Quase todas as outras modalidades desportivas podem ser transportadas para laboratório, mas o surf não, só se pratica no mar. "Só quando houver piscinas de ondas" será possível praticar aquele desporto longe do mar, afirma, com um manto de espuma em fundo e uma agitação das águas que desencoraja banhistas e surfistas.
Antes desse avanço, Miguel Moreira, 38 anos, concentra-se numa "luta" que não sabe quando terminará, mas que diz levar "com calma. "Ainda é mais forte o negócio do que o desporto", sustenta.
Uma das frentes dessa batalha é a que vem mantendo desde que decidiu adaptar ao surf, que praticava por lazer, alguns dos princípios da ginástica no trampolim, a modalidade que levava a "sério".
Quando os surfistas tinham quase como única característica a predestinação, o investigador desportivo quis demonstrar que a técnica e a sistematização que usava na ginástica ajudariam a concretizar aquelas habilidades à frente das ondas, de pé e em cima de uma singela prancha. Só que no surf "é mais complicado": o mar não pára e cada onda é diferente da anterior e da que a antecedeu, o tapete ou o trampolim estão sempre no mesmo local e estáticos.
Mas se na ginástica ninguém dá mortais com pirueta antes de mortais simples, o surf também deveria ter uma evolução, que começa obrigatoriamente quando o praticante se coloca de pé em cima da prancha e levanta as mãos.
O primeiro objectivo de Miguel Moreira começou até por ser a sistematização das diferentes manobras para facilitar a vida aos juízes, de modo a harmonizar critérios difusos e diferentes entre si. Só que depois concluiu que o desempenho dos surfistas era o objectivo da avaliação e esse também não tinha uma linha condutora - que manobras fazer e quando as fazer.
O culminar dessa fase seria a tese de doutoramento apresentada em Outubro passado, início de um autêntico ano de ouro para o surf nacional, na perspectiva teórica. No final do ano lectivo saíram da FMH os primeiros quatro licenciados na modalidade, quase ao mesmo tempo que Miguel Moreira via aprovado o seu projecto de leccionar uma pós-graduação na disciplina.
Na prática, afirma que os resultados visíveis já surgiram entre as camadas jovens: todos os campeões e vice-campeões das categorias abaixo dos 16 anos são treinados por técnicos que trabalharam consigo durante a fase de investigação para a tese de doutoramento.
Começaram com uma prancha com rodas a treinar o equilíbrio em terra, primeiro em piso plano e depois nos "half-pipes", onde os praticantes de skate fazem acrobacias.
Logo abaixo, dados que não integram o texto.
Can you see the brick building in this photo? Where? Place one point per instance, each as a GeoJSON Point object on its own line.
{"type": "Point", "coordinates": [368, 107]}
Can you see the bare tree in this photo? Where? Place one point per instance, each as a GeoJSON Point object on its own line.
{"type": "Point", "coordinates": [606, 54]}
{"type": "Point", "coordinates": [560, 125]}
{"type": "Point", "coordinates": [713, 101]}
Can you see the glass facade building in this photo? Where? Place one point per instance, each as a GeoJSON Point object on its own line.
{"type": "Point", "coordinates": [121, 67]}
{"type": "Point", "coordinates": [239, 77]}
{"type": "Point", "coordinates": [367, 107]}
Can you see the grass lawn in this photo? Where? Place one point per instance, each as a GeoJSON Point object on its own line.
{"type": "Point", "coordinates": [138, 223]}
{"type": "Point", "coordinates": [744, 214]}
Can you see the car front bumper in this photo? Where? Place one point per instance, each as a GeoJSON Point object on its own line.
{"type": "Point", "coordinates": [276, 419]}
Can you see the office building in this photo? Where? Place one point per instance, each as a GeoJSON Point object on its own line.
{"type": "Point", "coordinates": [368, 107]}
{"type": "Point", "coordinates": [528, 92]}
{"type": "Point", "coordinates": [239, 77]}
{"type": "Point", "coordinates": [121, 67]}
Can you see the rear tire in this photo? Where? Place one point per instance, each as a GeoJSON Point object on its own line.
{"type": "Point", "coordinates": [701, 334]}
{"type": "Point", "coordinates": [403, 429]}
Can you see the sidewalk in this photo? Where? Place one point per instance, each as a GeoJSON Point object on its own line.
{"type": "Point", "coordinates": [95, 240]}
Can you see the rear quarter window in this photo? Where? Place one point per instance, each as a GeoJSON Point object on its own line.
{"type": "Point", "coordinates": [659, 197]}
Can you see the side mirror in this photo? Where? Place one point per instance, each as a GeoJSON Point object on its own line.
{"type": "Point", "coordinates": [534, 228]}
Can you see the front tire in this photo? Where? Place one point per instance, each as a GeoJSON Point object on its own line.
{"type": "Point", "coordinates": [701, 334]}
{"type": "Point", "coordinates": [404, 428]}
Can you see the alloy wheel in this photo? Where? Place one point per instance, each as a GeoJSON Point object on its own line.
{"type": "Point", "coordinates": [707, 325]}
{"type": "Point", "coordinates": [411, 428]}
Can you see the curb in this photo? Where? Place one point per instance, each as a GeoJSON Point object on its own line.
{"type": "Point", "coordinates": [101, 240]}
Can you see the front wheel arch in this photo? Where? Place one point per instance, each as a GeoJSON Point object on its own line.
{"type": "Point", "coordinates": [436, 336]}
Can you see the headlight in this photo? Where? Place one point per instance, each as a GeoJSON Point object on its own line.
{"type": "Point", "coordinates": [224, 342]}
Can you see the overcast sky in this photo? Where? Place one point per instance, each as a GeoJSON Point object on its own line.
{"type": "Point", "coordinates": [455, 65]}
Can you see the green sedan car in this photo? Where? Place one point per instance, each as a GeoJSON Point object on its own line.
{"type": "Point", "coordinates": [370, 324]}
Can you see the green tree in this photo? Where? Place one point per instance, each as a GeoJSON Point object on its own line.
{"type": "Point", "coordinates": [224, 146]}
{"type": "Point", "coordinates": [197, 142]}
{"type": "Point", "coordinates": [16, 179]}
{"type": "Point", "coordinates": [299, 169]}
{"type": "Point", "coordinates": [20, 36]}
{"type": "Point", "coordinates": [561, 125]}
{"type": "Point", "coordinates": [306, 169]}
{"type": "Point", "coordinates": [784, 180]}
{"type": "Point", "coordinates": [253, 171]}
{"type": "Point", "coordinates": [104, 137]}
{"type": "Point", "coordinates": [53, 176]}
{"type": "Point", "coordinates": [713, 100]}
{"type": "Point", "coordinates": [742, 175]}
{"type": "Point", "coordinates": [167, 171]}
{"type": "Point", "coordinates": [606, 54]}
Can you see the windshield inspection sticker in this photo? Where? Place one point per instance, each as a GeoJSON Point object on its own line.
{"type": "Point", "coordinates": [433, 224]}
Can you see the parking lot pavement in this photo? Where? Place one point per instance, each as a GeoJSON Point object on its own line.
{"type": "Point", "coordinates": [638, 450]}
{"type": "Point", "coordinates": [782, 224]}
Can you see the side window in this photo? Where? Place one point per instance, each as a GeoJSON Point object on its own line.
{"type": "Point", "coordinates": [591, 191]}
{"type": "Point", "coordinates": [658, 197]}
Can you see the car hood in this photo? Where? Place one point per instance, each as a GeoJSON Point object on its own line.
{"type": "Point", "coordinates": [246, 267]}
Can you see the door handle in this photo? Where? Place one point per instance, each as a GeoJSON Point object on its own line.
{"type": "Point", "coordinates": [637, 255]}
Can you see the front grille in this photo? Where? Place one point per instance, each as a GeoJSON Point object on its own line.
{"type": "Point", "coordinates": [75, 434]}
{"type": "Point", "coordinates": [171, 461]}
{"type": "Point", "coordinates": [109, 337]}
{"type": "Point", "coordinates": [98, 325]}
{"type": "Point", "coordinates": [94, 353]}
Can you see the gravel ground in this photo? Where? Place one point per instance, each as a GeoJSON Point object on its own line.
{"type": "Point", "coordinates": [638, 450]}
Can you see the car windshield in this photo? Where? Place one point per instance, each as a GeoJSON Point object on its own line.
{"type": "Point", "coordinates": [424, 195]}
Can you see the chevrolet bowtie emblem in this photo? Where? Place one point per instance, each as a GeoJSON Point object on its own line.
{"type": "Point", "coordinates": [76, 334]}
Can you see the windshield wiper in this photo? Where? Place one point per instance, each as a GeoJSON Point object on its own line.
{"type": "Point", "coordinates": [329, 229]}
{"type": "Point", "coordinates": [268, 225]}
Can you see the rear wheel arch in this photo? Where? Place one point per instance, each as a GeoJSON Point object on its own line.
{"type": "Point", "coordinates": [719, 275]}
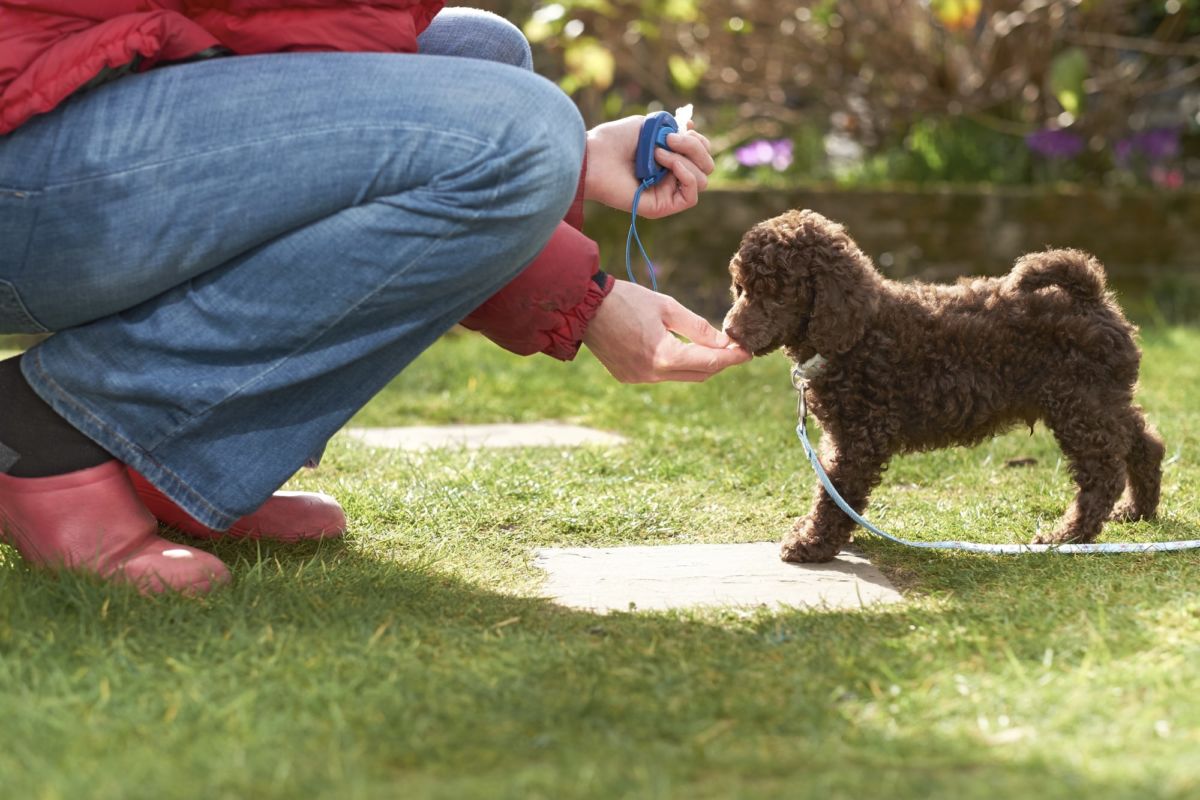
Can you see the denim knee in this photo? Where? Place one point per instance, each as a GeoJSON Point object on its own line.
{"type": "Point", "coordinates": [557, 137]}
{"type": "Point", "coordinates": [477, 34]}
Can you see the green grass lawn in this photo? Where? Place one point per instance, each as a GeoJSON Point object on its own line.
{"type": "Point", "coordinates": [414, 659]}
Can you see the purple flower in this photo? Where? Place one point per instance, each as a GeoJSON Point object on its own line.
{"type": "Point", "coordinates": [1155, 145]}
{"type": "Point", "coordinates": [1055, 144]}
{"type": "Point", "coordinates": [762, 152]}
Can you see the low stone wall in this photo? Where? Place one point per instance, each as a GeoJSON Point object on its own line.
{"type": "Point", "coordinates": [1149, 241]}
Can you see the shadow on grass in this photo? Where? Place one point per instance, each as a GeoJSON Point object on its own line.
{"type": "Point", "coordinates": [355, 671]}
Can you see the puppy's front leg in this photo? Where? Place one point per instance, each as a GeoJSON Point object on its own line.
{"type": "Point", "coordinates": [855, 470]}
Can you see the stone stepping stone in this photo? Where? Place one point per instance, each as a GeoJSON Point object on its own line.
{"type": "Point", "coordinates": [684, 576]}
{"type": "Point", "coordinates": [473, 437]}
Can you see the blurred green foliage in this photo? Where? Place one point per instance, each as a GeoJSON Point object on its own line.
{"type": "Point", "coordinates": [892, 90]}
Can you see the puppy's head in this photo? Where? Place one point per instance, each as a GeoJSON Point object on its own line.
{"type": "Point", "coordinates": [799, 282]}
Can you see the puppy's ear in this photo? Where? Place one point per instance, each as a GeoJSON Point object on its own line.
{"type": "Point", "coordinates": [845, 289]}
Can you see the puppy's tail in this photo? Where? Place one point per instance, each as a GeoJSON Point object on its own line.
{"type": "Point", "coordinates": [1074, 271]}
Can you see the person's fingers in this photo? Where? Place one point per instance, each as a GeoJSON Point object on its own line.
{"type": "Point", "coordinates": [695, 148]}
{"type": "Point", "coordinates": [682, 320]}
{"type": "Point", "coordinates": [697, 359]}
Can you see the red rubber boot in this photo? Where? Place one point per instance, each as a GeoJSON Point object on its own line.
{"type": "Point", "coordinates": [286, 516]}
{"type": "Point", "coordinates": [91, 521]}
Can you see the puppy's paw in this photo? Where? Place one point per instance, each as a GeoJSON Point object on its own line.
{"type": "Point", "coordinates": [804, 546]}
{"type": "Point", "coordinates": [1127, 511]}
{"type": "Point", "coordinates": [1065, 535]}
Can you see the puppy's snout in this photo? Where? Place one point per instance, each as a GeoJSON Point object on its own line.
{"type": "Point", "coordinates": [733, 332]}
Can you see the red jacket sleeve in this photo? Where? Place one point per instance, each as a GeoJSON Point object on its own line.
{"type": "Point", "coordinates": [547, 307]}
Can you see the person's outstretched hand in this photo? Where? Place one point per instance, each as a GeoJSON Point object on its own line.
{"type": "Point", "coordinates": [610, 178]}
{"type": "Point", "coordinates": [631, 336]}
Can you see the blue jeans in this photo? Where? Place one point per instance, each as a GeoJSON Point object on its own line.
{"type": "Point", "coordinates": [237, 254]}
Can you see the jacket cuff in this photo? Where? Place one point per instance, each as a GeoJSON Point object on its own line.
{"type": "Point", "coordinates": [567, 338]}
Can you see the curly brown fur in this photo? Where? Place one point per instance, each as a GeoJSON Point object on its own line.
{"type": "Point", "coordinates": [916, 366]}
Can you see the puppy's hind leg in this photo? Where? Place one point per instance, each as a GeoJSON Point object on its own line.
{"type": "Point", "coordinates": [825, 530]}
{"type": "Point", "coordinates": [1144, 470]}
{"type": "Point", "coordinates": [1095, 440]}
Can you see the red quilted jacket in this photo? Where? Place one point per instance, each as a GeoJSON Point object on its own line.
{"type": "Point", "coordinates": [51, 49]}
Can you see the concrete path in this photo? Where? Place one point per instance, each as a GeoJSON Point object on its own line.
{"type": "Point", "coordinates": [471, 437]}
{"type": "Point", "coordinates": [681, 576]}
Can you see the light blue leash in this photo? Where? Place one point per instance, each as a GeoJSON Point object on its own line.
{"type": "Point", "coordinates": [633, 236]}
{"type": "Point", "coordinates": [801, 383]}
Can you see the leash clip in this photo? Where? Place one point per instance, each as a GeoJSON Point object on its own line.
{"type": "Point", "coordinates": [801, 384]}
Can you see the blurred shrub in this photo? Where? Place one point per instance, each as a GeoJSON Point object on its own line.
{"type": "Point", "coordinates": [916, 90]}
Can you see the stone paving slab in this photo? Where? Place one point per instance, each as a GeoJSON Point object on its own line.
{"type": "Point", "coordinates": [472, 437]}
{"type": "Point", "coordinates": [682, 576]}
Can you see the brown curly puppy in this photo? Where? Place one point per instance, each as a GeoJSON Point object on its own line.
{"type": "Point", "coordinates": [915, 366]}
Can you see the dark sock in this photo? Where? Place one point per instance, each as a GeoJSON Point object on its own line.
{"type": "Point", "coordinates": [35, 441]}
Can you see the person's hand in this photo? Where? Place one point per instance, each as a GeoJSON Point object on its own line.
{"type": "Point", "coordinates": [631, 336]}
{"type": "Point", "coordinates": [610, 179]}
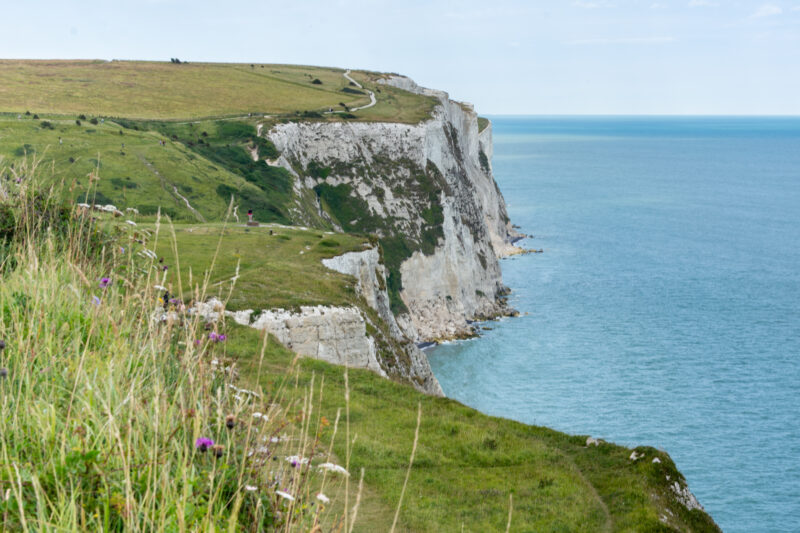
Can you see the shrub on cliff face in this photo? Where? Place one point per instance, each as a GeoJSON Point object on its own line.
{"type": "Point", "coordinates": [121, 410]}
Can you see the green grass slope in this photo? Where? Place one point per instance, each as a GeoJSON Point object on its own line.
{"type": "Point", "coordinates": [130, 168]}
{"type": "Point", "coordinates": [468, 463]}
{"type": "Point", "coordinates": [273, 266]}
{"type": "Point", "coordinates": [162, 90]}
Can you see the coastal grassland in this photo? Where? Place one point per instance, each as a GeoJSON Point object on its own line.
{"type": "Point", "coordinates": [393, 104]}
{"type": "Point", "coordinates": [168, 91]}
{"type": "Point", "coordinates": [467, 464]}
{"type": "Point", "coordinates": [105, 391]}
{"type": "Point", "coordinates": [130, 167]}
{"type": "Point", "coordinates": [279, 270]}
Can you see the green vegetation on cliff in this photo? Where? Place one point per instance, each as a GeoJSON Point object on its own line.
{"type": "Point", "coordinates": [105, 387]}
{"type": "Point", "coordinates": [161, 90]}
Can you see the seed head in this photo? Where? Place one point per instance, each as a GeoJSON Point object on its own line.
{"type": "Point", "coordinates": [203, 444]}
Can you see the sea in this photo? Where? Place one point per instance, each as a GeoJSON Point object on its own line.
{"type": "Point", "coordinates": [665, 307]}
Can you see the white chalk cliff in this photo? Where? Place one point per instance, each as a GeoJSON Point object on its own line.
{"type": "Point", "coordinates": [458, 278]}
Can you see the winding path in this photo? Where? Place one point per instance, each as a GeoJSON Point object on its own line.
{"type": "Point", "coordinates": [372, 100]}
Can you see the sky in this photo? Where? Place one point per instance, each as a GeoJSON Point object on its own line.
{"type": "Point", "coordinates": [696, 57]}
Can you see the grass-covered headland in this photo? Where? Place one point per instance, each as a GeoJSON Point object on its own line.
{"type": "Point", "coordinates": [124, 410]}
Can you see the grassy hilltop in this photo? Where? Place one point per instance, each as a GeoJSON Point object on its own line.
{"type": "Point", "coordinates": [105, 387]}
{"type": "Point", "coordinates": [170, 91]}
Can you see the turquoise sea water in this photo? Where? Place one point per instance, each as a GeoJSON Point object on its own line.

Deste modo "evolui-se mais rápido" quando se chega à água, porque já estão cumpridas as etapas iniciais de se colocarem de pé em cima da prancha e o equilíbrio já vai numa fase mais adiantada.
Em Janeiro, quando começar a pós-graduação, vai ser lançado um manual de surf para as escolas da modalidade, mas também para os competidores, feito com base nos oitos anos de investigação que originaram a tese.
Tudo somado, diz Miguel Moreira, obtém-se um "trabalho inovador a nível mundial", já que em nenhum outro país o surf foi abordado nesta perspectiva técnica por um investigador desportivo. Mas a tarefa nunca está concluída, são necessários "mais estudos", para se "obterem mais resultados", garante o "doutor do surf".